Le Cuisinier et ses Chiens Jean-Jacques Porchat (1800 - 1864)

Brifaut dit à Médor : « Viens ce soir au logis.
Nous régalons quelques amis.
Sois des nôtres, voisin ; tu feras bonne chère.
J'en réponds ; au marché j'ai vu la cuisinière.
Ce sont poulets, canards, dindonneaux, ortolans...
Et tout sera soigné ! Tu m’entends bien, compère ;
De Jeanne on connait les talents. »
Médor promet bien vite, et, sage,
Il n’a garde chez lui de toucher au potage,
Pour ménager son appétit.
Il vole au rendez-vous sitôt que vient la nuit.
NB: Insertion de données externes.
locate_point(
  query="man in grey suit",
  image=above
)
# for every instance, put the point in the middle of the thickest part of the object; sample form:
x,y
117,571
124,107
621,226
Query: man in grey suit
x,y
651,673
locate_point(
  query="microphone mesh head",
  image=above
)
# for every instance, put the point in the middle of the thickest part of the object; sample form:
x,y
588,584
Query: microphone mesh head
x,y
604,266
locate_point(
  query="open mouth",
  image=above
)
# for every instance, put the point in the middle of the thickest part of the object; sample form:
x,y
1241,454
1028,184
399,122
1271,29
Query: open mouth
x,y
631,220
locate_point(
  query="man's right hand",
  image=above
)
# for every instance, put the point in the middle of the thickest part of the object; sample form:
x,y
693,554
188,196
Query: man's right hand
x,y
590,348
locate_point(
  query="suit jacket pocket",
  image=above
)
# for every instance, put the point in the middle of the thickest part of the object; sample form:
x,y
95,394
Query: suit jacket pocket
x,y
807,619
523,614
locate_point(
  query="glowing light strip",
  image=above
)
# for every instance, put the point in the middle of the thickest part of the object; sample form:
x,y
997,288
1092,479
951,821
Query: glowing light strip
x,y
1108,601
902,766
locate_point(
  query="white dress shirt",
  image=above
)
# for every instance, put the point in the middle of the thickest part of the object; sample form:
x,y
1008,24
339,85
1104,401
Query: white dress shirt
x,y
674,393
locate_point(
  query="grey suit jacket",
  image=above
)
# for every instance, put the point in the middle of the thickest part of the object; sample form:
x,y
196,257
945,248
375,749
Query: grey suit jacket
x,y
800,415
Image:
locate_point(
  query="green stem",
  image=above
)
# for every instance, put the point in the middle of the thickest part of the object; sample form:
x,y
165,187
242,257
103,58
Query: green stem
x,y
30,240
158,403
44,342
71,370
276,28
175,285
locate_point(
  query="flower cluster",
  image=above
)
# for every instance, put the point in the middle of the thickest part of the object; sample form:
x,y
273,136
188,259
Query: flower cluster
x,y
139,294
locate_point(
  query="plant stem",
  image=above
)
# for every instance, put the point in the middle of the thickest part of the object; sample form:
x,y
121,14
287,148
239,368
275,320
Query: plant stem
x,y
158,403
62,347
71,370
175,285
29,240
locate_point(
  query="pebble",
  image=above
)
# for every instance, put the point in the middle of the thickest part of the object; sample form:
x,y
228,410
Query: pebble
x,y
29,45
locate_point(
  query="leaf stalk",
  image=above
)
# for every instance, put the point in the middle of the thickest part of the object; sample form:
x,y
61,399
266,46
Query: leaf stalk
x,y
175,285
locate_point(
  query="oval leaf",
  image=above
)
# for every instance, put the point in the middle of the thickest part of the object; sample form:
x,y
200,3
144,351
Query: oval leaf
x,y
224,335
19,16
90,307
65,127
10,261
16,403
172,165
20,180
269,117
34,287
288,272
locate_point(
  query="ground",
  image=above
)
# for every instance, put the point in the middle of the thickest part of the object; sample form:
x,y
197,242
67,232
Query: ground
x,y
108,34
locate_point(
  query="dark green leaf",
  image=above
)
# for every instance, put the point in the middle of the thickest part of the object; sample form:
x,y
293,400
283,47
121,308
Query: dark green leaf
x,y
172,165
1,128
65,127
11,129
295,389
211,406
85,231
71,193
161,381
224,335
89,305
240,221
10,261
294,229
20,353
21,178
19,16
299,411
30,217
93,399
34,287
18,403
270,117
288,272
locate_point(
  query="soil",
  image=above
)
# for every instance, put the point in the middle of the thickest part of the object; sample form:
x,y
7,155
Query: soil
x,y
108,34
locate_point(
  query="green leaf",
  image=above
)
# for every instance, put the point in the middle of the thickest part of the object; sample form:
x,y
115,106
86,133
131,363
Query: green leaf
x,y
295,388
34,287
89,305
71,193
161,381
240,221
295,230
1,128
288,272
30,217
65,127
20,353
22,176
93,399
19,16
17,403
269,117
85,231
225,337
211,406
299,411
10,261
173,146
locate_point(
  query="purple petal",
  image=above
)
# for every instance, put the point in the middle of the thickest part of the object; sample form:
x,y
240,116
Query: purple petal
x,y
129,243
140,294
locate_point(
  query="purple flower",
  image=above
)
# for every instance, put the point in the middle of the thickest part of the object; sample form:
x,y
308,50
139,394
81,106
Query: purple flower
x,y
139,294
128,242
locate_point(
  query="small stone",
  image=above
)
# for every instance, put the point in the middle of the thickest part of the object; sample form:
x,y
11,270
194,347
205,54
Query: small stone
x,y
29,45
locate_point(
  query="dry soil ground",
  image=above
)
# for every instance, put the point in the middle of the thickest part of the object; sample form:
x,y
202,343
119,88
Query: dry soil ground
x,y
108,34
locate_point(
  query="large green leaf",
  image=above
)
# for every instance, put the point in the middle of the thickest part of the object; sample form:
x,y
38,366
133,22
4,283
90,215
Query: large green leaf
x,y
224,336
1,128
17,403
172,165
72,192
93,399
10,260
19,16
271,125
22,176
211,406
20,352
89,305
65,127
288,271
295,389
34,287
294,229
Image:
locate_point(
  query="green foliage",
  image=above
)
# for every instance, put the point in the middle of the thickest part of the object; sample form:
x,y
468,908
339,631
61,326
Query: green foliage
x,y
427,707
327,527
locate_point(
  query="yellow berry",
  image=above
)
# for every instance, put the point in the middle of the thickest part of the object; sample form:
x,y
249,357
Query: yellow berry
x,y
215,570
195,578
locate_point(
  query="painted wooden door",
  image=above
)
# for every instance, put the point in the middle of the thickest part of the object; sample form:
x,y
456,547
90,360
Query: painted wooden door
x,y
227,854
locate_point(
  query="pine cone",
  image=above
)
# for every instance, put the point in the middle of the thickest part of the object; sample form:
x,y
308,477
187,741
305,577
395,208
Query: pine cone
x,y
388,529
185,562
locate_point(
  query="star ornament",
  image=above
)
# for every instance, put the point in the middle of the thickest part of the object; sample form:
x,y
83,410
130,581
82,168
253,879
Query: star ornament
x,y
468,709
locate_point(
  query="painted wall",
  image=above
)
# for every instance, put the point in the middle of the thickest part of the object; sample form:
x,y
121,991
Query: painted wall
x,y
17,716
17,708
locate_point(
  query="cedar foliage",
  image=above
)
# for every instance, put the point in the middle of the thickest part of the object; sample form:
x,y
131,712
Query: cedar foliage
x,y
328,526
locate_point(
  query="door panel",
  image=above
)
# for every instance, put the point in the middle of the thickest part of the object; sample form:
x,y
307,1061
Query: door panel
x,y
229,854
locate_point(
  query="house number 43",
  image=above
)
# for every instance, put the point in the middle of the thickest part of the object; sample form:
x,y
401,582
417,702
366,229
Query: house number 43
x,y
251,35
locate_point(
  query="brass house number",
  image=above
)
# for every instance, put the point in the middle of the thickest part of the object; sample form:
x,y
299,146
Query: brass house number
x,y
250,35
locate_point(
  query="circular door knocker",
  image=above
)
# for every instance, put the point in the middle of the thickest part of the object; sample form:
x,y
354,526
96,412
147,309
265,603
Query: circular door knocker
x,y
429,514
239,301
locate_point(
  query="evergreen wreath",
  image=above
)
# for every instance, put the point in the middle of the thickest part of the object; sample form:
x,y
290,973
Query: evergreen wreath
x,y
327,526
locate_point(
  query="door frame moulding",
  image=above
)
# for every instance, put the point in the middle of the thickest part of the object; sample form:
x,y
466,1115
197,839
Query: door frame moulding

Brifaut l’introduit à l'office.
« Entrez, lui dit-il poliment.
Des chiens et des valets voici l'appartement.
Nous serons tôt servis. Couchez-vous, et vous, lice,
Un peu de place à notre ami.
Sentez-vous ce parfum ? Hé! vous ai-je menti ?
Nous allons en croquer ! Vos dents sont-elles bonnes ?... »
Comme il fait à son hôte admirer le rôti,
Un Marmiton les voit. « Oh! dit-il, trois personnes !
Qui donc est celui-là ? » Brifaut déconcerté,
« C'est... dit-il, un... voisin que j'avais invité, —
Invité ! La ! fort bien ! C’est procéder en maitre.
Va, va chercher encor tous les chiens du pays.
Ils apprendront à me connaître.
Je fais grand cas de tes amis. »
Il dit, et de frapper. En poussant les hauts cris,
Le convié sauta par la fenêtre.

De certains protecteurs crains la protection.
De bons lieux, où souvent à peine on les supporte,
A deux battants ils t'ouvriront la porte :
Mais tel introducteur, telle réception.